The reasons of Mrs. Mallard’s death : The Story of an Hour

Question: What according to you led to Mrs Mallard’s death? Give reason to support your answer. 

Answer : ‘The Story of an Hour’ is a series of emotion that transformed a woman from Mrs. Mallard MTO Louise and then again Mrs. Mallard in just an hour. 

    The protagonist Mrs. Mallard was confined in a repressive marriage with Brently Mallard. Mrs. Mallard, who was unaware of her own repression, was described by the author as a woman  with calm face ” whose lines bespoke repression and even a certain strength. ” 

      Chopin suggest that Mrs. Mallard forced herself to submit to the will of her husband because society expected her such behaviour.

   Mrs. Mallard was suffering from heart disease, it was assumed that the news of her husband’s death could harm her but she bore it easily.

    ” She wept at once, with sudden, wild abandonment, in her sister’s arm.” 

    But surprisingly, not for a moment she wanted him back.
       When she was alone in her room resting in an armchair, she realised something was coming to her. Then she recognised it as the most precious thing which she always yearned for – freedom. At first she was striving to beat it back with her weak and powerless will, “when she abandoned herself a little whispered word escaped her slightly parted lips. She said it over and over under her breath :” free, free, free !” 

 She began to feel relaxed and happy and more vital then ever. She felt free and released from the clutches of repressive marriage .

    Her new found freedom is brought on by an influx of emotion that added the meaning and value to her life. Although, Mrs. Mallard initially felt fear when she heard the news of her husband’s death but the strength of the emotion was so powerful that she began to feel joy. The was the “joy that kills” ultimately leads to her death.

      The news of her husband’s death made her entirely new person – Louise. Her new found freedom brought her new confidence and new identity. She was now removed from the repressed life and she has got her self determination.

      Louise imagined her life without her husband, she enjoys vision of her future.
” Spring days and summer days and all sort of days that would be her own.” 
     She realised that whether or not she had loved him was less important than “this possession of self assertion” she now feels.

     She was overwhelmed by the idea that “she would live for herself”. 
     This possession of self assertion was so strong a force, that when she finds her husband alive, she immediately collapsed.

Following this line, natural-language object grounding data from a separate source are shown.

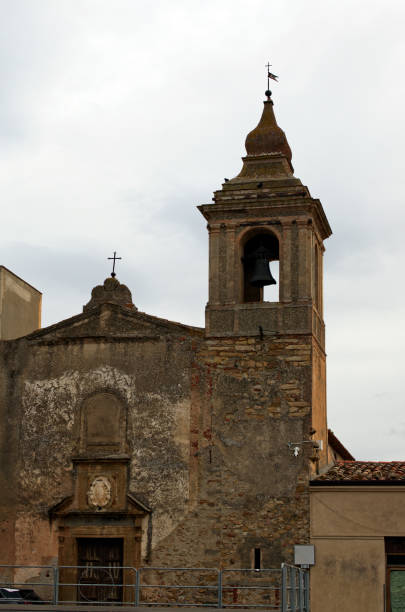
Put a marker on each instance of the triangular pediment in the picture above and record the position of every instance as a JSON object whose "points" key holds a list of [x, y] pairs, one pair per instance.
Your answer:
{"points": [[112, 321]]}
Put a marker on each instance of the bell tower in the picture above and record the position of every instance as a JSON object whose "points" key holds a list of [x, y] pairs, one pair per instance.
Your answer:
{"points": [[263, 217]]}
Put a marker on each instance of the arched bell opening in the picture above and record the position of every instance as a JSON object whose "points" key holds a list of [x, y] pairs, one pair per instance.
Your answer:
{"points": [[258, 277]]}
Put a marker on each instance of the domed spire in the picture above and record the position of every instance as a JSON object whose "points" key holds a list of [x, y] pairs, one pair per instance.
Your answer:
{"points": [[111, 292], [267, 137]]}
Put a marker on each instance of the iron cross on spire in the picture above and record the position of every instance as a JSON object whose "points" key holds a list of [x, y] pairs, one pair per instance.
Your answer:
{"points": [[270, 75], [114, 260]]}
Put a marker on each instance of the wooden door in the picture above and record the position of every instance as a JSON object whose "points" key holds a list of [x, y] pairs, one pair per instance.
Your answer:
{"points": [[100, 569]]}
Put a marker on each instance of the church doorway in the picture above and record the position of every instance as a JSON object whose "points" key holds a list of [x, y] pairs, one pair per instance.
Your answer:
{"points": [[100, 562]]}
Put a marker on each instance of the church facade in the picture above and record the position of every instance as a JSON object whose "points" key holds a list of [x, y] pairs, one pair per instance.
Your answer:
{"points": [[170, 438]]}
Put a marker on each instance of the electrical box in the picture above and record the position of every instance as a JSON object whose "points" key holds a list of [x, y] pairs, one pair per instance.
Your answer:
{"points": [[304, 554]]}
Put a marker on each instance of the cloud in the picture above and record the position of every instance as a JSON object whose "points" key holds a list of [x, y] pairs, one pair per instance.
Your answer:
{"points": [[117, 120]]}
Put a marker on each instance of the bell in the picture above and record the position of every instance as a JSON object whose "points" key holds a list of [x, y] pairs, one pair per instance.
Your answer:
{"points": [[261, 274]]}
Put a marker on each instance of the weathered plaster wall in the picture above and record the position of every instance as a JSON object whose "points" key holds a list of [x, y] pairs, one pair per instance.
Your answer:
{"points": [[208, 422], [42, 402], [348, 526]]}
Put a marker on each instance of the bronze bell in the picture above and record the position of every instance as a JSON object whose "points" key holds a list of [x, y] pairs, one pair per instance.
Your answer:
{"points": [[261, 275]]}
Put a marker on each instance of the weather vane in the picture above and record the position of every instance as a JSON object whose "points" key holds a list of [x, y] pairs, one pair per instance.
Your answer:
{"points": [[270, 75], [114, 260]]}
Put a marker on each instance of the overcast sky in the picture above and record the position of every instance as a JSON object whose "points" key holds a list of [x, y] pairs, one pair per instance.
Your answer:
{"points": [[118, 117]]}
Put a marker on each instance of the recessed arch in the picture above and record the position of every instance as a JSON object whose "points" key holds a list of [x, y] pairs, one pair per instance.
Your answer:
{"points": [[258, 247]]}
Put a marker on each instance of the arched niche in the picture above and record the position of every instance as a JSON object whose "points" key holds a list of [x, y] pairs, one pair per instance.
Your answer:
{"points": [[103, 424], [259, 248]]}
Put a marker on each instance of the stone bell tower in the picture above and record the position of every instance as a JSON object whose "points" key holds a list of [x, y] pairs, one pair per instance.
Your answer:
{"points": [[266, 215]]}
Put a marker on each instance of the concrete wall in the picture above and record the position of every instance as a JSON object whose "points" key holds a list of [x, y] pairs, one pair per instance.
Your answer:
{"points": [[20, 306], [348, 526]]}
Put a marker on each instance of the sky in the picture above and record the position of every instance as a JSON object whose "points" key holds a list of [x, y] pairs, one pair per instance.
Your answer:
{"points": [[118, 118]]}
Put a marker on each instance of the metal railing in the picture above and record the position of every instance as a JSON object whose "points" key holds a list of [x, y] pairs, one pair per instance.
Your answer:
{"points": [[283, 590]]}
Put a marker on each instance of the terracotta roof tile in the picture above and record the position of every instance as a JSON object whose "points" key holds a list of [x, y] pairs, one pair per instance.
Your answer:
{"points": [[364, 471]]}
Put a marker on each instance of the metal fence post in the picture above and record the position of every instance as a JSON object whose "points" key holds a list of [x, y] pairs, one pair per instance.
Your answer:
{"points": [[306, 592], [137, 584], [220, 588], [284, 592], [293, 595], [300, 590], [55, 585]]}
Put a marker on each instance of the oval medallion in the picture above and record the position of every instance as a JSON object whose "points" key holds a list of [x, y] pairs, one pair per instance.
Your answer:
{"points": [[99, 493]]}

     The doctors and Brently Mallard, Richards, Josephine believed that it was Louise’s weak heart that could not bear the joy of seeing her husband alive.

    The reader can easily find the irony of ” the joy that kills”. It was the unpleasant shock that she got when she saw her husband alive , that killed her. She could not bear the sorrow that she would have to give up her new found freedom and return to the slavery of married life where she would be controlled by her husband.